Judge Douglas has carefully read and re-read that speech. He has not, so far as I know, contradicted those charges. In the two speeches which I heard he certainly did not. On his own tacit admission I renew that charge. I charge him with having been a party to that conspiracy, and to that deception, for the sole purpose of nationalizing slavery.

FIRST OF THE JOINT LINCOLN-DOUGLAS DEBATES AT OTTAWA, ILL., AUG. 21, 1858.LINCOLN'S REPLY.

[In this, the earliest, of the speeches of Lincoln in his famous tilts with Judge Douglas, Lincoln replies to his attempt to fasten upon him the odium of holding the perfect social and political equality of the black man and the white. This Lincoln emphatically disowned holding, and set himself right as to the views he did entertain with regard to the black race and the great question of slavery, which he sought not to interfere with in the States where it existed, but to prevent its extension. Douglas's catechizings of Lincoln the latter answers skilfully and effectively, though, unlike his adversary, honestly and without prevarication or sophistry. At the next meeting-at Freeport, Ill.-Lincoln turns the tables upon Mr. Douglas by interrogating him upon some embarrassing but vital points, his answers to which, he shrewdly concluded, would alienate the South from him, though it might, and probably would, add to his popularity in his own Illinois State. Lincoln's success in wringing these admissions from Douglas showed great sagacity on Lincoln's part, while manifesting his "intuitive perception of the common sense of the situation"].
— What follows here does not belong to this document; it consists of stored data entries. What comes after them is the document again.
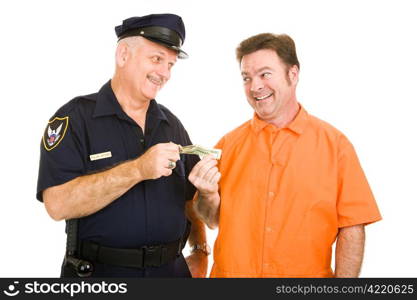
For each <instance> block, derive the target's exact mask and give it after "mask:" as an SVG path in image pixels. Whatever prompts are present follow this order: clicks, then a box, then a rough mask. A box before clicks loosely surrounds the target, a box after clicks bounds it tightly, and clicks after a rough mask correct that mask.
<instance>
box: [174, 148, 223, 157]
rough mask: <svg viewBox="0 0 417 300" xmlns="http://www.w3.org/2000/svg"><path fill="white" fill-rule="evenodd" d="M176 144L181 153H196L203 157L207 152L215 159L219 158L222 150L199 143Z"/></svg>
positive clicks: (220, 155) (195, 153) (196, 153)
mask: <svg viewBox="0 0 417 300" xmlns="http://www.w3.org/2000/svg"><path fill="white" fill-rule="evenodd" d="M178 146H179V147H180V153H181V154H195V155H198V156H199V157H200V159H203V158H204V157H205V156H207V155H209V154H212V155H213V156H214V157H215V158H216V159H220V157H221V155H222V150H220V149H208V148H204V147H201V146H199V145H188V146H181V145H178Z"/></svg>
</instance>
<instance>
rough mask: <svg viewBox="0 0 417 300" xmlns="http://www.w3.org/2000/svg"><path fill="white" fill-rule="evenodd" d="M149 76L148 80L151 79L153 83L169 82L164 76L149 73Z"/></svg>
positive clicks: (154, 83)
mask: <svg viewBox="0 0 417 300" xmlns="http://www.w3.org/2000/svg"><path fill="white" fill-rule="evenodd" d="M146 77H147V78H148V80H150V81H151V82H152V83H154V84H156V85H160V86H162V85H164V84H165V82H167V79H166V78H165V77H163V76H155V75H150V74H149V75H147V76H146Z"/></svg>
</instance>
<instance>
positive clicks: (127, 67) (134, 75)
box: [126, 38, 177, 101]
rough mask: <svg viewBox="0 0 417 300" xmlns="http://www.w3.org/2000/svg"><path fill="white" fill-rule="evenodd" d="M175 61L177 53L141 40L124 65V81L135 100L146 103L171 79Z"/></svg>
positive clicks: (166, 48)
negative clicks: (124, 81) (134, 97)
mask: <svg viewBox="0 0 417 300" xmlns="http://www.w3.org/2000/svg"><path fill="white" fill-rule="evenodd" d="M176 61H177V53H176V52H175V51H173V50H169V49H167V48H165V47H164V46H162V45H159V44H157V43H154V42H151V41H149V40H147V39H144V38H141V39H140V44H139V45H138V46H137V47H133V48H132V49H131V55H129V57H128V61H127V64H126V71H127V76H126V79H127V80H129V81H130V82H131V87H132V89H133V93H134V94H135V97H136V98H139V99H141V100H145V101H148V100H150V99H154V98H155V97H156V94H157V92H158V91H159V90H160V89H161V88H162V87H163V86H164V84H165V83H166V82H167V81H168V80H169V78H170V77H171V68H172V67H173V66H174V64H175V63H176Z"/></svg>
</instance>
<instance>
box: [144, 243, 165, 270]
mask: <svg viewBox="0 0 417 300" xmlns="http://www.w3.org/2000/svg"><path fill="white" fill-rule="evenodd" d="M143 252H144V255H143V266H144V267H145V268H147V267H160V266H161V256H162V255H161V254H162V251H161V246H159V245H157V246H145V247H143Z"/></svg>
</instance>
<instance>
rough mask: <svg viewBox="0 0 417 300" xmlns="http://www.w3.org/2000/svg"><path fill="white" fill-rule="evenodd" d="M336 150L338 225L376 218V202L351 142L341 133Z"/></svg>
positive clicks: (337, 215)
mask: <svg viewBox="0 0 417 300" xmlns="http://www.w3.org/2000/svg"><path fill="white" fill-rule="evenodd" d="M338 154H339V155H338V178H337V179H338V197H337V204H336V206H337V218H338V226H339V227H347V226H353V225H358V224H370V223H373V222H376V221H378V220H380V219H381V215H380V212H379V209H378V206H377V204H376V201H375V198H374V196H373V194H372V191H371V188H370V187H369V184H368V181H367V179H366V177H365V174H364V172H363V170H362V168H361V166H360V163H359V159H358V157H357V155H356V152H355V150H354V148H353V145H352V144H351V143H350V142H349V141H348V139H347V138H346V137H345V136H343V135H342V136H341V137H340V140H339V145H338Z"/></svg>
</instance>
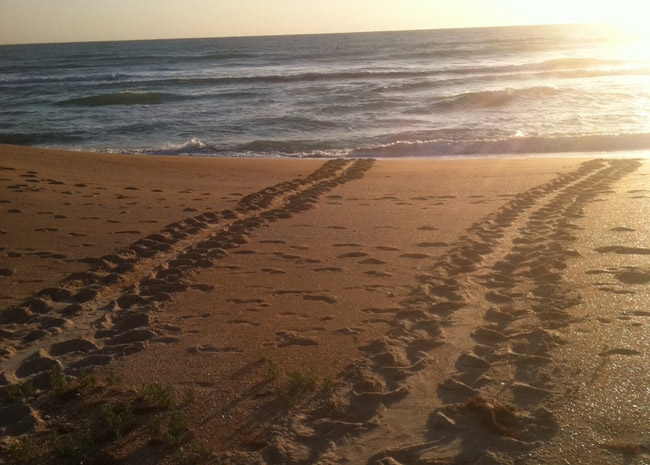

I WILL say here, that I have no purpose, either directly or indirectly, to interfere with the institution of slavery in the States where it exists. I believe I have no lawful right to do so, and I have no inclination to do so. I have no purpose to introduce political and social equality between the white and the black races. There is a physical difference between the two, which, in my judgment, will probably forever forbid their living together upon the footing of perfect equality; and inasmuch as it becomes a necessity that there must be a difference, I, as well as Judge Douglas, am in favor of the race to which I belong having the superior position. I have never said anything to the contrary, but I hold that, notwithstanding all this, there is no reason in the world why the negro is not entitled to all the

natural rights enumerated in the Declaration of Independence the right to life, liberty, and the pursuit of happiness. I hold that he is as much entitled to these as the white man. I agree with Judge Douglas he is not my equal in many respects-certainly not in color, perhaps not in moral or intellectual endowment. But in the right to eat the bread, without the leave of anybody else, which his own hand earns, he is my equal and the equal of Judge Douglas, and the equal of every living man.

Now I pass on to consider one or two more of these little follies. The judge is woefully at fault about his early friend Lincoln being a "grocery-keeper." I don't know that it would be a great sin if I had been; but he is mistaken. Lincoln never kept a grocery anywhere in the world. It is true that Lincoln did work the latter part of one winter in a little still-house up at the head of a hollow. And so I think my friend, the judge, is equally at fault when he charges me at the time when I was in Congress of having opposed our soldiers who were fighting in the Mexican War. The judge did not make his charge very distinctly, but I tell you what he can prove, by referring to the record. You remember I was an Old Whig, and whenever the Democratic party tried to get me to vote that the war had been righteously begun by the President, I would not do it. But whenever they asked for any money, or land-warrants, or anything to pay the soldiers there, during all that time, I gave the same vote that Judge Douglas did. You can think as you please as to whether that was consistent. Such is the truth; and the judge has the right to make all he can out of it. But when he, by a general charge, conveys the idea that I withheld supplies from the soldiers who were fighting in the Mexican War, or did anything else to hinder the soldiers, he is, to say the least, grossly and altogether mistaken, as a consultation of the records will prove to him.